Before signing political petitions, do your homework
Statewide political battles are fought in many places, even in front of the Paso Robles Wal-Mart.
I recently saw a man there urging voters to sign referendum petitions against a newly enacted state law. It was a law to prohibit stores from giving customers their purchases in free plastic bags.
A Sacramento Bee editorial published in last Saturday’s Tribune said a group of plastic-bag manufacturers is spending millions of dollars to bring about a referendum election on that law. In a referendum election the state’s voters have the final say on approving or rejecting a law.
The man near Wal-Mart’s door was one of the many solicitors around the state getting signatures for that referendum. If they get 505,000 by Dec. 29, the statewide bag ban will be on the November ballot in 2016. In the meantime the law will be in limbo.
The editorial indicated that solicitors like the man at Wal-Mart are paid $1.50 per signature. One thing that I noticed about him was his hand-lettered sign. It said “Repeal Shopping Bag Tax” or “End Shopping Bag Tax.” I can’t remember the exact words, but they included “Bag Tax.”
But there is no bag tax. What we do have is a newly passed state law requiring us to use reusable shopping bags statewide. We have to buy the bags, but the state doesn’t get the money.

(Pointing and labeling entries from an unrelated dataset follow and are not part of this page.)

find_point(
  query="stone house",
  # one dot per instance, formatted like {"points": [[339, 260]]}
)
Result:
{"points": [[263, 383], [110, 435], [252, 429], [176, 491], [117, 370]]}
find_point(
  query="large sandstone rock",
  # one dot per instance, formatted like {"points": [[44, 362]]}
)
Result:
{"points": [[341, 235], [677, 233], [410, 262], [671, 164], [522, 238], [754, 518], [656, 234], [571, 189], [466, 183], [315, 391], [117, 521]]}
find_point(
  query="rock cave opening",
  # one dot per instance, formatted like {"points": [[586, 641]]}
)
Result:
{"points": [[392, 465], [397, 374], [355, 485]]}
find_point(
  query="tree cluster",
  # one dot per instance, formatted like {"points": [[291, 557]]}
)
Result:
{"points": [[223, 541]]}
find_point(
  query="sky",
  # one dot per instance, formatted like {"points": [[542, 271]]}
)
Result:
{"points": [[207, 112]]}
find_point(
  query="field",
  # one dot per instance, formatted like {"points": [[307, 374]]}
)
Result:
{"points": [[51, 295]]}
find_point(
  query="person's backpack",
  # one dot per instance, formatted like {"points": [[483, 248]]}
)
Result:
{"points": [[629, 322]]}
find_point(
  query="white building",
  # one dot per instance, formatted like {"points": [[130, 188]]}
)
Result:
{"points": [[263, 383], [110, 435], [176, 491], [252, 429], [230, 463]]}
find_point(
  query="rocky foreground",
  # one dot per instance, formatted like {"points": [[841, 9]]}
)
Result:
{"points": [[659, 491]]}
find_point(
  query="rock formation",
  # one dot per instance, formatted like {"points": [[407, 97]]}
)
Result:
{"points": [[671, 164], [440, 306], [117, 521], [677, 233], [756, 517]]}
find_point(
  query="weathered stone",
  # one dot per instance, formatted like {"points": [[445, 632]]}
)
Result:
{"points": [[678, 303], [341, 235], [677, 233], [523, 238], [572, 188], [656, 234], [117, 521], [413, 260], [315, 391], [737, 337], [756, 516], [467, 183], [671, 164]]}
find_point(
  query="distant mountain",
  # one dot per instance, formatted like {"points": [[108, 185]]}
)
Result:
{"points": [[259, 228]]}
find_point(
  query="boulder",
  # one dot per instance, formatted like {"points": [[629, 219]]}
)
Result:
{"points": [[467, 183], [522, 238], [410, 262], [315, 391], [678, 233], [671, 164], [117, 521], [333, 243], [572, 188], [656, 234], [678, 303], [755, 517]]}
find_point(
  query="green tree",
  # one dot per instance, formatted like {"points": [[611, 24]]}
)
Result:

If the solicitors fail to get 505,000 signatures, the new bag law will take effect next summer. But our county and 130 other California jurisdictions have already adopted similar plastic-bag bans.
Single-use plastic bags cause litter and environmental damage. This county’s Integrated Waste Management Authority banned them in 2012.
Stores may also sell paper bags to shoppers for 10 cents each, but I don’t see many people buying them. I see more people just taking their purchases to their cars loose in shopping carts.
The man soliciting signatures outside Wal-Mart asked people if they were voters. If they said, “Yes,” he sought to get their signatures. His sign about “repealing” or “ending” a tax probably appealed to some people, but not everybody.
As one man signed up, the woman with him just stood back and watched. As they walked away, he appeared to ask her why she didn’t sign. She just kept walking. She looked uncomfortable, as though she disapproved of what he’d just done but she didn’t want an argument.
So what should we do when a solicitor with a plausible story asks us to sign his or her petition? Remember it’s an important decision. You could say, “Not now, I have to think it over,” and do just that.
Look it up on the Internet. Take your time.